Writing groups motivate delusion and invariably take up space in a perfectly good hall. Think what you could do with that hall and a gun and them, probably a hell of a lot more drama then they could create.



Title
Spunk Drunk, titles have gotta grab your attention, that’s why Spunk Drunk when published sold 208 million copies on it’s opening weekend while Ernest Blindforth: the meaning of life explained and proved by scientists, sold only 4 in it’s entire shelf life. Picking a title is more important than what’s in it, some handy examples are: Blood baby on my cock, My mothers a washing machine, Fanta fuck? and The Phonebook.



Acknowedgements
Whatever you do, DON’T acknowledge your girlfriend or boyfriend. Chances are you’ll have split up with them sometime later and thusly left with a few thousand painful memories of them floating around, plus about ten books with their name on coupled with a rather over intimately noting on how she transformed your life failing to mention how she unscriptedly decimated it.

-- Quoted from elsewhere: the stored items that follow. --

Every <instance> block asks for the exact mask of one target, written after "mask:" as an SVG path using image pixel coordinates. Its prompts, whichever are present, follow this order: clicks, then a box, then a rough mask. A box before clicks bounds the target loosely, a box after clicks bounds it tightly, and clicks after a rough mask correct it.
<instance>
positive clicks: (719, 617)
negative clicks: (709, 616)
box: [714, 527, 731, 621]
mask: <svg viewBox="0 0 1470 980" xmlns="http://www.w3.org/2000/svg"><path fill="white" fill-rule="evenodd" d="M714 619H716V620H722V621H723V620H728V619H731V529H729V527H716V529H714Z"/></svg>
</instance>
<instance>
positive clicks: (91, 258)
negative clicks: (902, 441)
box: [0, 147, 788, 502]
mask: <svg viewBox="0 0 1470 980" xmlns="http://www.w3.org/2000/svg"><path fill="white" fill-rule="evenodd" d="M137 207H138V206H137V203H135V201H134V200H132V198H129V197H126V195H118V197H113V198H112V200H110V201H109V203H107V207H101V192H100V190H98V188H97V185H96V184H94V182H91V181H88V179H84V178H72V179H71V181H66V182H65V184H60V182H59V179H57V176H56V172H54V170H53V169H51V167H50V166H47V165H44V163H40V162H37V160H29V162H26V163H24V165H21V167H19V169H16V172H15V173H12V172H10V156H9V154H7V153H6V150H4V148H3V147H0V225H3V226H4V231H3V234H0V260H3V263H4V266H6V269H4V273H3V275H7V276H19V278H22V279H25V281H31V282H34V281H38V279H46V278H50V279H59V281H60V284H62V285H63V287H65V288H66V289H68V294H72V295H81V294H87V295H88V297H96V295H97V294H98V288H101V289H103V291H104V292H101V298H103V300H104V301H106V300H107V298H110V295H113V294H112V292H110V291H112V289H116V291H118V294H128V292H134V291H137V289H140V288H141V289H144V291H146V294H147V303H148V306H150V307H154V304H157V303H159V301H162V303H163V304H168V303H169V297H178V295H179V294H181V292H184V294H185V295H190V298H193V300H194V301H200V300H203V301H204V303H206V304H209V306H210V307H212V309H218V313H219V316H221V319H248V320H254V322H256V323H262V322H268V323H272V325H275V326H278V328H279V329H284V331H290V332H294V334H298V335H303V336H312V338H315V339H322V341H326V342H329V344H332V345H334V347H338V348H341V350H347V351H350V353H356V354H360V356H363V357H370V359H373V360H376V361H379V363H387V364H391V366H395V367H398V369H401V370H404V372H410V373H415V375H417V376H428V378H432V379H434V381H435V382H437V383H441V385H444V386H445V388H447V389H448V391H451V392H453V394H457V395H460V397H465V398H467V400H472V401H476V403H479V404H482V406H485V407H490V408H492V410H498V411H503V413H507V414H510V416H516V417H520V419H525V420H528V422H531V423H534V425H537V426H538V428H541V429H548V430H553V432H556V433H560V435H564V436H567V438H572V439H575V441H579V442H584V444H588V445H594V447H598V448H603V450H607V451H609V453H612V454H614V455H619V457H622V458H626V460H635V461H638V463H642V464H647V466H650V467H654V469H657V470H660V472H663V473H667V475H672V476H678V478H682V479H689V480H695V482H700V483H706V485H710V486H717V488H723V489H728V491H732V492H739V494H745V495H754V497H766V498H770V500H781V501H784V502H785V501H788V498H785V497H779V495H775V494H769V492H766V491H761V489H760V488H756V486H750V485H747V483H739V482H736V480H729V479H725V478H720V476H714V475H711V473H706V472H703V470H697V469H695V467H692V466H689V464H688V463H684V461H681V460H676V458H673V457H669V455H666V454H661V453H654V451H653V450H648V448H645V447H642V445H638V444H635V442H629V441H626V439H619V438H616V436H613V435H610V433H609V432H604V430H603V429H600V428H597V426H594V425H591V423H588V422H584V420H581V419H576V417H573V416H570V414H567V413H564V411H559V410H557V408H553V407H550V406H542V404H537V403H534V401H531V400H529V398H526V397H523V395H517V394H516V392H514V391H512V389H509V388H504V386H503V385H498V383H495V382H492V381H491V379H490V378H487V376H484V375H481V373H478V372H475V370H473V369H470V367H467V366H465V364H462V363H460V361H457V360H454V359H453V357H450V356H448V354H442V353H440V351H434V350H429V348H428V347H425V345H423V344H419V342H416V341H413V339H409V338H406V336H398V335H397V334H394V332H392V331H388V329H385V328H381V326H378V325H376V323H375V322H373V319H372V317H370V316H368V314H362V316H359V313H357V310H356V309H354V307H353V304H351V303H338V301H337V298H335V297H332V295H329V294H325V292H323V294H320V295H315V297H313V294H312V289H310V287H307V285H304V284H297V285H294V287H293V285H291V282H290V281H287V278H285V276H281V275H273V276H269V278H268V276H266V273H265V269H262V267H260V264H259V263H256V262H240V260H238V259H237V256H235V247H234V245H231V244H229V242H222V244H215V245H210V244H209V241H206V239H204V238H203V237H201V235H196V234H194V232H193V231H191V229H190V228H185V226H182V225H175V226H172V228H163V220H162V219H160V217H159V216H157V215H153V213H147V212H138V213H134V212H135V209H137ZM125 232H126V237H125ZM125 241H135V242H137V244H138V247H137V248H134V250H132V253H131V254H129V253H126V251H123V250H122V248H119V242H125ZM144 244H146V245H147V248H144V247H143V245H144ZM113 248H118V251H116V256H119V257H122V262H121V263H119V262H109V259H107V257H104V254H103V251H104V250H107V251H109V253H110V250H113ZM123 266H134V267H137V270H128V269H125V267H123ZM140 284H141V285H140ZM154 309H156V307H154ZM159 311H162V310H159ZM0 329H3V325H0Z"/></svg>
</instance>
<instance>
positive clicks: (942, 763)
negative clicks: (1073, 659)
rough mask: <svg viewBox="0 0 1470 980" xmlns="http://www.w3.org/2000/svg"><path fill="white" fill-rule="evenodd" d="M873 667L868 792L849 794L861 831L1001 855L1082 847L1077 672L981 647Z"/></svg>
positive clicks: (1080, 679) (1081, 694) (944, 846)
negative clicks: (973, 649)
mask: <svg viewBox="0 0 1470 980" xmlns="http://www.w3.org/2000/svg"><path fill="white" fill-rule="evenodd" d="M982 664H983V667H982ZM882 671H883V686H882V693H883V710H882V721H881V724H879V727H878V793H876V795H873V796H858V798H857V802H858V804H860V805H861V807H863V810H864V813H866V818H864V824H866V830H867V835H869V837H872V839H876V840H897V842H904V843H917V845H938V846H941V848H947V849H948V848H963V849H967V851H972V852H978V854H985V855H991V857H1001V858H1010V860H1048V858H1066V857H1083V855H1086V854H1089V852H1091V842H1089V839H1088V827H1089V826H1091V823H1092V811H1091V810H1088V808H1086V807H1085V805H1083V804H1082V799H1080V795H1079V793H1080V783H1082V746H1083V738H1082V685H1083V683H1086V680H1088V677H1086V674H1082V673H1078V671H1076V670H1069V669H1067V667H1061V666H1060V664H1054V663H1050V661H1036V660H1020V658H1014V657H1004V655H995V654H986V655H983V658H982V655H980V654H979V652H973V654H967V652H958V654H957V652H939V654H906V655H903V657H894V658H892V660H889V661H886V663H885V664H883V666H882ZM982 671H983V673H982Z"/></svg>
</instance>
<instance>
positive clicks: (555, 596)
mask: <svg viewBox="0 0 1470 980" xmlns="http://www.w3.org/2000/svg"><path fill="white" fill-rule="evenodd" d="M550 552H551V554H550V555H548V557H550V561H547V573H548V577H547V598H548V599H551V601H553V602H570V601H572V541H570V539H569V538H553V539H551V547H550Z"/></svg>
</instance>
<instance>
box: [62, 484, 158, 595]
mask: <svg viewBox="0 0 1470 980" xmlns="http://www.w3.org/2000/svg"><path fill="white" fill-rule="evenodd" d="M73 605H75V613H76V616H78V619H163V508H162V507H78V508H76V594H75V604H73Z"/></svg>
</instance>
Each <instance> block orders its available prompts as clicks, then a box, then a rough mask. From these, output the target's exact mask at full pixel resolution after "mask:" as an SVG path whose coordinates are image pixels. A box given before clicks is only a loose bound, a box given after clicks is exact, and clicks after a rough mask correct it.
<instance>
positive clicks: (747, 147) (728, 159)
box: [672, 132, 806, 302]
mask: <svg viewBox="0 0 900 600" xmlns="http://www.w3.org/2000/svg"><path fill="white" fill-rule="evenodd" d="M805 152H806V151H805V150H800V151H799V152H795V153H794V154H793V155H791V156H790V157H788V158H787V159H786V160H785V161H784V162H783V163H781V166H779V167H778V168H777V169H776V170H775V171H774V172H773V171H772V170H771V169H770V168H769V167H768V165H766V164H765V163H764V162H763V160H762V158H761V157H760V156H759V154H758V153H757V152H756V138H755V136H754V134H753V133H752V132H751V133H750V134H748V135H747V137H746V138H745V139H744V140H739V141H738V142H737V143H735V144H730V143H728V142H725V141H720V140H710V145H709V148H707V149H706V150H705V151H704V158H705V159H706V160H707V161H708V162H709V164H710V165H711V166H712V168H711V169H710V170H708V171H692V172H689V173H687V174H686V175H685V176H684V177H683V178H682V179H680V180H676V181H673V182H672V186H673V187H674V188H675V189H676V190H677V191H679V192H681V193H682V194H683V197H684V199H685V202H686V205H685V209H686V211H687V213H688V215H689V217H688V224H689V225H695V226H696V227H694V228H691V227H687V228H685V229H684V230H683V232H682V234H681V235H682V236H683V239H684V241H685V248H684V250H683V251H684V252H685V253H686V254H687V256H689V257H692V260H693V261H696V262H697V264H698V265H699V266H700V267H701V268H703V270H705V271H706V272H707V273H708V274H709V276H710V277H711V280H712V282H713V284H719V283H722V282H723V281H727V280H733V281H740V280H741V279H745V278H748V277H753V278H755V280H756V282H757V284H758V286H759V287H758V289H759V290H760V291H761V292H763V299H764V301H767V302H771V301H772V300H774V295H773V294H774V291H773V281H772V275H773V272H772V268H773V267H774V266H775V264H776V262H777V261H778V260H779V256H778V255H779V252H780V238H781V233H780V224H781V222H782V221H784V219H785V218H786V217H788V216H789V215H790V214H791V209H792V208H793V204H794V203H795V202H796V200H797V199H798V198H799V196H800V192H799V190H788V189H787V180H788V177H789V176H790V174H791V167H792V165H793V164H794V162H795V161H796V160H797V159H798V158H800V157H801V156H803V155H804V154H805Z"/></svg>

Keep it simple animals and sex toys.



Published?
You may feel disheartened when publishers refuse your book. J.K. Rowling got turned down many times and Harry Potter’s now as popular as tits.

Against popular belief do let editors change important parts of it, so to an entire extent it’s not even your book. In actuality it won’t make any difference because your book will be shelved behind an enormous cardboard cutout of: David Beckham’s – struggling to be self-important, picture book. And you’ll feel that the whole nature of writing is one big commercial fraud lambasting talent and elevating over hyped twats.




Popular
By complete fluke your book’s picture resembles apple’s new i fuck vibrating mouse balls. Everyone buys it anxious to be cool, four minutes later half the western hemisphere’s flicked through your book, blogged it, and set up odd homage sites devoted to a seemingly transient philosophical interpretation you had absolutely no idea you made.



The next novel
Like every great rock n roll group the second album has always been piss easy, that’s why they’re great. Remember what made you great in your first novel then repeat it again changing very little so the audience are essentially reading the same book but because two years have past since your last, they think you’ve matured, or evolved and laud over your plagiarised, repeated non-talent sending Hollywood into a shit storm that only Leonardo Di Caprio’s apathetic interpretation of your character will kill. Or you could get nothing, and then it’s back to Burger King. Y’know books make great bog roll.